Open RavanJAltaie opened 1 month ago
Recipe created https://farm.openzim.org/recipes/shamela.ws_ar_all I'll update the library link once ready. I already sent them an email to double check if any of the books in the library has a copyright.
We've received an answer from the team that all the books in the website are more than 100 years old. In 20 years (their operation time) they've received only 2 claims of books copyrights and they've deleted the books immediately as per their website policy.
is that means it won't get crawled?! I have requested a zim file related to this website here[#986] I think it's public domain. could this be made?
@hamoudak no no, this means we're good. You can follow the task on the link given above.
thank you, it's an valuable website for reading and studying. sorry I was confused, so their website policy to be free.
After 3 days, crawler progress is 3% (100753 / 2859505). 2.8 million links to explore is way too much. I cancelled the task and disabled the recipe. We need to find another way of ZIMing this website, this is not feasible with zimit, at least as-is.
@benoit74 could my request [#986] be created; its one of five archives related to this domain, or I have to wait for some reason.
Also, I may suggest for the library to continue scraping it with Zimit but to be divided into 40 categories as it is on the website or to be divided by your side.
The idea of dividing the ZIM per category as on the website is a good one.
And looking a bit more into it, I don't get why we ended-up with 2M links.
Anyway, I've started a first sub-recipe of category 34: https://farm.openzim.org/recipes/shamela.ws_ar_34
In this new recipe, ZIM name, title and description are very bad, this will have to be fixed, but at least let's see how it goes.
I can give you the names of these categories in arabic ; I know arabic very well. this category called: [ al-shir-wa-dawawinu] poetry diwans. arabic : الشعر ودواوينه
why it ended with millions of pages; beacuse there are some books has many volumes like dictionaries, literature, explanations and interpreting quran. in addition to this there is a category called : sunna books (category/6) , most of this one has many links due to each page may have just two lines of text or one for a big book, so it ends eventually with many links.
why it ended with millions of pages; beacuse there are some books has many volumes like dictionaries, literature, explanations and interpreting quran. in addition to this there is a category called : sunna books (category/6) , most of this one has many links due to each page may have just two lines of text or one for a big book, so it ends eventually with many links.

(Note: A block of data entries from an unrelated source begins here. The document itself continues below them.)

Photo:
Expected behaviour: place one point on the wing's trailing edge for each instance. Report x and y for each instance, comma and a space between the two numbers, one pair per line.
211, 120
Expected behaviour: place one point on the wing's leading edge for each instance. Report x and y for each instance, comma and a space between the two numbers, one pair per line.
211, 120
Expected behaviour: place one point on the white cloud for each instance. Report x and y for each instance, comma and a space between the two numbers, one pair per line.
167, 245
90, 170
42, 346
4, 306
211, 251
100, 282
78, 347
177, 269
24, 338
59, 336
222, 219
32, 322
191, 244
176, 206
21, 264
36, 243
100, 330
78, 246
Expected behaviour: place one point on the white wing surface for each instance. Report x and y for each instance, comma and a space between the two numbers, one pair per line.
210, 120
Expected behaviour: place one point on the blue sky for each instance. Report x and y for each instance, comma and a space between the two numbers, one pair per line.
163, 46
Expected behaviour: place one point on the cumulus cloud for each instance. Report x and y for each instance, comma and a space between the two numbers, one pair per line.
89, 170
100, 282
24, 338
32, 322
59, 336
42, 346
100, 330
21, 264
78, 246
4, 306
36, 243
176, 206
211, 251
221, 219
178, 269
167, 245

OK, so what I did for [ al-shir-wa-dawawinu] peotry diwans
is not going to work for all categories. I basically asked to explore only links listed in the category page, so if I understand you well, it will explore only the books but not their volumes.
If I get you correctly, what we would like is tell the scraper to:
For instance, for https://shamela.ws/category/4, we want the book https://shamela.ws/book/23622 but also https://shamela.ws/book/23622/1, https://shamela.ws/book/23622/2 and so on, and also https://shamela.ws/author/263 ; and so on for all other books of the category.
Is this correct? Do we have other links / pages which would be needed in each ZIM per category?
All that being said, I don't know yet how to do it with zimit, but at least it is important to understand what we would like to achieve ^^
I can give you the names of these categories in arabic ; I know arabic very well. this category called: [ al-shir-wa-dawawinu] peotry diwans. arabic : الشعر ودواوينه
Glad you can help on this, thank a lot. Once we have a working plan, I will come back to you about what we need precisely.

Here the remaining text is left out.